With powerful political parties on the one hand and big corporates on the other, both attacking the media through arrests and lawsuits, the space for journalism is disappearing. Mainstream Indian newspapers, with some exceptions like The Indian Express, never really had a culture of investigative journalism. Now the number of holy cows seems to have increased, and spaces for reporting scams and scandals have obviously decreased.

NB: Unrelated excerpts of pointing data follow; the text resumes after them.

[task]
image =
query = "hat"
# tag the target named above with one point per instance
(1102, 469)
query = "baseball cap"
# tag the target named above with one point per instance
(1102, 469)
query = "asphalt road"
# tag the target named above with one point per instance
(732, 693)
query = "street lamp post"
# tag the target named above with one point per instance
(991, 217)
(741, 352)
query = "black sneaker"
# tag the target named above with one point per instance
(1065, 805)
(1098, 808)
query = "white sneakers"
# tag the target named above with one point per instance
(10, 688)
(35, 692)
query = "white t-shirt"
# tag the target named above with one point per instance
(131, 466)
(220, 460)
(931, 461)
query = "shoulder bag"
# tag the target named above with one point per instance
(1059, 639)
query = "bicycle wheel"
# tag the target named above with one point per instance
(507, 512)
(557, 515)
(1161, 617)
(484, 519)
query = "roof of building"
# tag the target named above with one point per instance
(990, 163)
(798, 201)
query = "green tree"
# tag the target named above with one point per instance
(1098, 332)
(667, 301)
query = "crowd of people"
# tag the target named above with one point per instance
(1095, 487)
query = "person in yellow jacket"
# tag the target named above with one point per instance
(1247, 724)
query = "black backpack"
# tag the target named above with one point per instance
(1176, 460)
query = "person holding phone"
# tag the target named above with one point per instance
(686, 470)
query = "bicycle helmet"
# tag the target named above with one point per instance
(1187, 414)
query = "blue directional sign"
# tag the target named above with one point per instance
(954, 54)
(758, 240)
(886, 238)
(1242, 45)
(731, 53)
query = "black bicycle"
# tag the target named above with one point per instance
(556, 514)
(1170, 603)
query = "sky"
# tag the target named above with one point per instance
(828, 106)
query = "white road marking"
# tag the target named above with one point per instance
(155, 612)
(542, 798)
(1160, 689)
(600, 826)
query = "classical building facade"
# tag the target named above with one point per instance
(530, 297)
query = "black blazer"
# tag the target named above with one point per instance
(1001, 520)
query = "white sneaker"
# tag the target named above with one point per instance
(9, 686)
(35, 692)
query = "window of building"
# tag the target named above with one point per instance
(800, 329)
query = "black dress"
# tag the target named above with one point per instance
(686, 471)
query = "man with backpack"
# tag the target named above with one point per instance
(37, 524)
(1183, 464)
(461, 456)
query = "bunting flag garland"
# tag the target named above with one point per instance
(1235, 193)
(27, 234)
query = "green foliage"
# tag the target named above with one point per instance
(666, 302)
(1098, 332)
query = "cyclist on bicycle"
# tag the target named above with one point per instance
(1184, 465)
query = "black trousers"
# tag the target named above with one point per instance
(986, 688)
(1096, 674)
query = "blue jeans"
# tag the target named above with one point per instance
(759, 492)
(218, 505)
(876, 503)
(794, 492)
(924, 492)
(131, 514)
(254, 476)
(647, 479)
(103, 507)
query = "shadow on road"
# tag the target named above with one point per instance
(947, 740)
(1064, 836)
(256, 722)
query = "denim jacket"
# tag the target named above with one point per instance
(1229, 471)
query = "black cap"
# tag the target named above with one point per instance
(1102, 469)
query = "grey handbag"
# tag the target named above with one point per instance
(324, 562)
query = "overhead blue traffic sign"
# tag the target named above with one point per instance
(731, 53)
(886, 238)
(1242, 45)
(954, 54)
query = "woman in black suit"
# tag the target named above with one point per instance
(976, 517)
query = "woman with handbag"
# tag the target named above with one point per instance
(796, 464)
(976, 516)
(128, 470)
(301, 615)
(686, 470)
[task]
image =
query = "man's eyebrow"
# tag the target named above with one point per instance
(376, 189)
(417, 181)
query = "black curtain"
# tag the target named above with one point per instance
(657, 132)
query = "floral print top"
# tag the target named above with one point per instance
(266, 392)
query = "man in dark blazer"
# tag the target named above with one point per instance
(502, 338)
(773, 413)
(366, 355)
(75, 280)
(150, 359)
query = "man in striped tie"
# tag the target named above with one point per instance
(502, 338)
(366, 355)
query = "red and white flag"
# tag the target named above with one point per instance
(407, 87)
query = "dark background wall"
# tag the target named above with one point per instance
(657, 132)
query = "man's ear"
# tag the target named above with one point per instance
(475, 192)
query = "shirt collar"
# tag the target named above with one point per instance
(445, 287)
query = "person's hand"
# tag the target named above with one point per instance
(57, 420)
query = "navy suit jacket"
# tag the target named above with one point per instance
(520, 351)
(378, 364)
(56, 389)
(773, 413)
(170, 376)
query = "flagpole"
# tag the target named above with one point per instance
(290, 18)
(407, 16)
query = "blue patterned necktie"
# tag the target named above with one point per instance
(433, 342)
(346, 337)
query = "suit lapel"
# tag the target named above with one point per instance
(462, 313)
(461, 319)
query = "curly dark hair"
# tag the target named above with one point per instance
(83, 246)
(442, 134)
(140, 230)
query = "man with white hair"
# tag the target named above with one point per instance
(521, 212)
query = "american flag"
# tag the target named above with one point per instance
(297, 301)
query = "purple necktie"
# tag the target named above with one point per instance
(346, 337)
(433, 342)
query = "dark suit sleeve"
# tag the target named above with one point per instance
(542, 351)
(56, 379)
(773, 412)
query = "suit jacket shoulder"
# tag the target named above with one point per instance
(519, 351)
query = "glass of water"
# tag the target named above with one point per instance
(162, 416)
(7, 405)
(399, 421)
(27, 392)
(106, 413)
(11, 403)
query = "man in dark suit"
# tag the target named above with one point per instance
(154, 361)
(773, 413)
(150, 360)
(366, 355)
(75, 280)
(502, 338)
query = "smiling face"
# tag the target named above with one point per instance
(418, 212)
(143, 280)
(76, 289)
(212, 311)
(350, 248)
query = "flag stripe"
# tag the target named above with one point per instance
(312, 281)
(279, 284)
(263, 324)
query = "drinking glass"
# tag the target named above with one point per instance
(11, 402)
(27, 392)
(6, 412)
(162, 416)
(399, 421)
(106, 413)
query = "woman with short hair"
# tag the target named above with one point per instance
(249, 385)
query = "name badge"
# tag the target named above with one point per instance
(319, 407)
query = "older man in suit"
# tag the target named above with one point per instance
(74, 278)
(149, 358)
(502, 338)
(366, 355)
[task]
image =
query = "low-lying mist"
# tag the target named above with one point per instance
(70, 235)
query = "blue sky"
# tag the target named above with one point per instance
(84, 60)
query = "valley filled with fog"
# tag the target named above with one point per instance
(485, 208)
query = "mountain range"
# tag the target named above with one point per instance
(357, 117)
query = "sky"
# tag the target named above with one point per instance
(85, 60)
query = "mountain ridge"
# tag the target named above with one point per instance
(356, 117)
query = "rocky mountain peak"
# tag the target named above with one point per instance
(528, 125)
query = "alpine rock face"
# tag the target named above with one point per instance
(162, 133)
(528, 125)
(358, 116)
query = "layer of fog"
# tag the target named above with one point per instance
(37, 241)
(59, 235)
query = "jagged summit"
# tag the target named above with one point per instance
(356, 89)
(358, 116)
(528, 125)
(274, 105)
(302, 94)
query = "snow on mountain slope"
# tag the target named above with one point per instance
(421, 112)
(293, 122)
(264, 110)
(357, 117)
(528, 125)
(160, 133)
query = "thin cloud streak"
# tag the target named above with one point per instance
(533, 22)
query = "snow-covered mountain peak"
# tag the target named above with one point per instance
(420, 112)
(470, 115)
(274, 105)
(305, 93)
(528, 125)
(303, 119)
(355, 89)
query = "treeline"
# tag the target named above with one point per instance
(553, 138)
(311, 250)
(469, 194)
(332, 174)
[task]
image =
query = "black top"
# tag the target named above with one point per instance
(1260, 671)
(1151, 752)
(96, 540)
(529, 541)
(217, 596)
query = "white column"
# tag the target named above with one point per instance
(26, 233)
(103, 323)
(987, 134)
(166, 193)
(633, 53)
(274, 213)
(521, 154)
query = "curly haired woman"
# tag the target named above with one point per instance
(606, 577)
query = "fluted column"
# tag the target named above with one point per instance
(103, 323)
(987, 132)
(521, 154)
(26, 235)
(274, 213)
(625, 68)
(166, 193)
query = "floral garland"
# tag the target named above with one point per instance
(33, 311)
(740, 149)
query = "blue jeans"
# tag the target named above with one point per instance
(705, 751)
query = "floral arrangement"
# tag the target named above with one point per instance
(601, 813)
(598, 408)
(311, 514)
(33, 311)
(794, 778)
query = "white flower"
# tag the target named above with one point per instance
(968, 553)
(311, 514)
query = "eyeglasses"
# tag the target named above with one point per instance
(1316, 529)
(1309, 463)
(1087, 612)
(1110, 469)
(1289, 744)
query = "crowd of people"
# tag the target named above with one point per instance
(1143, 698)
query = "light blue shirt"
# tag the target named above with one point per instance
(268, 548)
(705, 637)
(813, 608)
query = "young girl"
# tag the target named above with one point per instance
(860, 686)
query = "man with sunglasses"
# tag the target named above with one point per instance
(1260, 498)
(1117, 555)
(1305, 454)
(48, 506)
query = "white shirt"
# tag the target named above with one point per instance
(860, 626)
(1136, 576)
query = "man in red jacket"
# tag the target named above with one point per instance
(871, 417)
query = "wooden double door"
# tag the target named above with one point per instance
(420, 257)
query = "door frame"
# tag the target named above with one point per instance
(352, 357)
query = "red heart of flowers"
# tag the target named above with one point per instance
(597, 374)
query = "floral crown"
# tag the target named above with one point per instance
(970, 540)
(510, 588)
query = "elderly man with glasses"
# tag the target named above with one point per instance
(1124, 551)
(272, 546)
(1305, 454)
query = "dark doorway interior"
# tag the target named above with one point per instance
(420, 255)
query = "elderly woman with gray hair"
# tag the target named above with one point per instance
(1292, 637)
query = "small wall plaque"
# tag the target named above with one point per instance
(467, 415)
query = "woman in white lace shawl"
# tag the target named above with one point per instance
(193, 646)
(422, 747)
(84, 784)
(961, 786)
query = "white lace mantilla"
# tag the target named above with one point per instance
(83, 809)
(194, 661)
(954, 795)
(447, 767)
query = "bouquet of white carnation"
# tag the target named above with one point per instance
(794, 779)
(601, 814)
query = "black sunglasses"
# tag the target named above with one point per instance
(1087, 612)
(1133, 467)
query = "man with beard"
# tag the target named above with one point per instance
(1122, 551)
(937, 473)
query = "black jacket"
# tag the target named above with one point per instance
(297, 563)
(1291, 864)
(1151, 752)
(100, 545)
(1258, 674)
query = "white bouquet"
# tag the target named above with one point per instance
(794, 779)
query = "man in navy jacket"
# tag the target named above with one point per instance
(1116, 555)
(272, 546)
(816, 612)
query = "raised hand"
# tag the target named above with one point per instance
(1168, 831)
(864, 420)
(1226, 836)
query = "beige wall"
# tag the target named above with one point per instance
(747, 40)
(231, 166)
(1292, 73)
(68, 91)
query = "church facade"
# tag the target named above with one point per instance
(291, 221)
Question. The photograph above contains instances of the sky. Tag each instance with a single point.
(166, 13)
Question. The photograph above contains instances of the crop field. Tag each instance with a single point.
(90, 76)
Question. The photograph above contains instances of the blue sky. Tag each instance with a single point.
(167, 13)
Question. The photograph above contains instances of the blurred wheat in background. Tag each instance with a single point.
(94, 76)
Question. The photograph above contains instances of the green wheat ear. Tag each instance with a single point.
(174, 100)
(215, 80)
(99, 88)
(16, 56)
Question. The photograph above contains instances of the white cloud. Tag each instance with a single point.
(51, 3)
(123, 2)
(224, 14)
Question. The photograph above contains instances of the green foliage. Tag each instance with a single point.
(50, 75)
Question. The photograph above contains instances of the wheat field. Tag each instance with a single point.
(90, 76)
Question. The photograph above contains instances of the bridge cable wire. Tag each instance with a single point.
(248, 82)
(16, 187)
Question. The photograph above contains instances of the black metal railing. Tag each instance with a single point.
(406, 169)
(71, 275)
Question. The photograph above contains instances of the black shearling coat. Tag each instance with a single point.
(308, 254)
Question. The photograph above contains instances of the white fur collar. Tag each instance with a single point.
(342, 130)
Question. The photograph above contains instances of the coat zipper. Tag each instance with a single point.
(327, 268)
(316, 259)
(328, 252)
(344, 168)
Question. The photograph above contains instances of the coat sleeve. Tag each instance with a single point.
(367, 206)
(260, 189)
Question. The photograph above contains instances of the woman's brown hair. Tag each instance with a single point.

At this rate, the only journalists and media houses left with the spine to say anything other than PR platitudes in the “national media” will soon be restricted to mouthpieces of the BJP and Congress, because no one else will have the backing and financial muscle—or the stomach—to take on the powers that be. The BJP media will fight against the Congress media, and there will be no other kind of media. The effort all around seems to be to turn media completely into PR, so that no journalism whatsoever is left alive. At that point, it might become clear to many who abuse journalists that they have made a mistake because their own freedoms will start to vanish too. It will then be too late.

Abhijit Iyer-Mitra had rooted for the arrest of historian Audrey Truschke, author of a book about Aurangzeb. She lives and works in the US. Abhijit doesn’t. She’s fine, while he’s in bad shape in hospital after a month in jail, arrested under the same laws that he wanted used against her.

Many people today may be happy with the arrest of those abusing Modiji under NSA and sedition charges. Their happiness doesn’t account for karma. The same laws may someday be turned against them, too.